Requirements Engineering
Structured approaches for capturing what to build before how to build it.
Core Principle
Specify WHAT, not HOW. Requirements describe outcomes and behaviors, not implementation details.
EARS Format
Easy Approach to Requirements Syntax - structured acceptance criteria.
Pattern Template Use Case
Event-driven WHEN [event] THEN [system] SHALL [response] User actions, triggers
Conditional IF [condition] THEN [system] SHALL [response] Business rules
State-driven WHILE [state] [system] SHALL [response] Ongoing behaviors
Ubiquitous WHERE [feature] [system] SHALL [response] Always-true rules
Unconditional [system] SHALL [response] Basic capabilities
Examples
Type Example
Event WHEN user clicks "Submit" THEN system SHALL validate all required fields
Conditional IF user is not authenticated THEN system SHALL redirect to login
State WHILE file is uploading system SHALL display progress indicator
Ubiquitous WHERE data is displayed system SHALL use consistent date format
User Story Format
As a [role] I want [capability] So that [benefit]
Good vs Bad
Bad Good
As a user I want to login As a returning customer I want to login with my email so that I can access my order history
As a user I want a button As a content creator I want a publish button so that I can share my work publicly
Key concept: The "so that" clause reveals the actual need - often the stated "want" isn't what's really needed.

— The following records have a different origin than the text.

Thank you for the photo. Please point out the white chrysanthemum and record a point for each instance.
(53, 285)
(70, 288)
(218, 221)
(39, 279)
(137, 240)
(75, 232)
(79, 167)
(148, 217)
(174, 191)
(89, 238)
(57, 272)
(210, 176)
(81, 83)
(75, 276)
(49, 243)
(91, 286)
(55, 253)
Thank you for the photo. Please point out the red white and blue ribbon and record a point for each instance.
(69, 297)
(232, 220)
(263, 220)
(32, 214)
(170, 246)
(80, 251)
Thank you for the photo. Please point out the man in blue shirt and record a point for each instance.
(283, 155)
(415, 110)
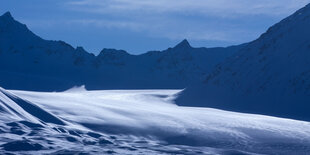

Requirements Document Structure
Section Content
Problem Statement What problem are we solving?
User Stories Who wants what and why?
Acceptance Criteria How do we know it's done? (EARS)
Non-Functional Performance, security, accessibility
Out of Scope What we're NOT building
Success Metrics How do we measure success?
Constitution (Governing Principles)
For complex projects, establish guiding principles before features:
Element Purpose
Core Values What matters most (simplicity > cleverness)
Technical Principles Architecture standards
Decision Framework How to make trade-offs
Quality Standards Testing, review requirements
Key concept: Constitution prevents scope creep and ensures consistency across features.
Clarification Techniques
Before implementation, resolve ambiguities:
Technique When to Use
Ask "what if" Edge cases, error scenarios
Present options Multiple valid approaches
Challenge assumptions "Is this actually required?"
Define boundaries What's in/out of scope
Questions to Ask
-
What happens when [edge case]?
-
What does success look like?
-
What's the minimum viable version?
-
What can we defer to later?
Non-Functional Requirements
Category Questions to Answer
Performance Response time? Throughput? Concurrent users?
Security Authentication? Authorization? Data protection?
Accessibility WCAG level? Screen reader support?
Scalability Expected growth? Peak load?
Reliability Uptime requirements? Recovery time?
Anti-Patterns
Don't Why
Specify implementation "Use React" locks in decisions
Assume requirements Validate with stakeholders
Skip edge cases They become bugs later
Mix requirements with design Conflates what with how
Write vague criteria "System should be fast" is untestable
Testable vs Untestable
Untestable Testable
"Fast response" "Response under 200ms"
"User-friendly" "Task completable in <3 clicks"
"Secure" "Passwords hashed with bcrypt"
"Scalable" "Handles 10K concurrent users"
Key concept: If you can't write a test for it, it's not a requirement - it's a wish.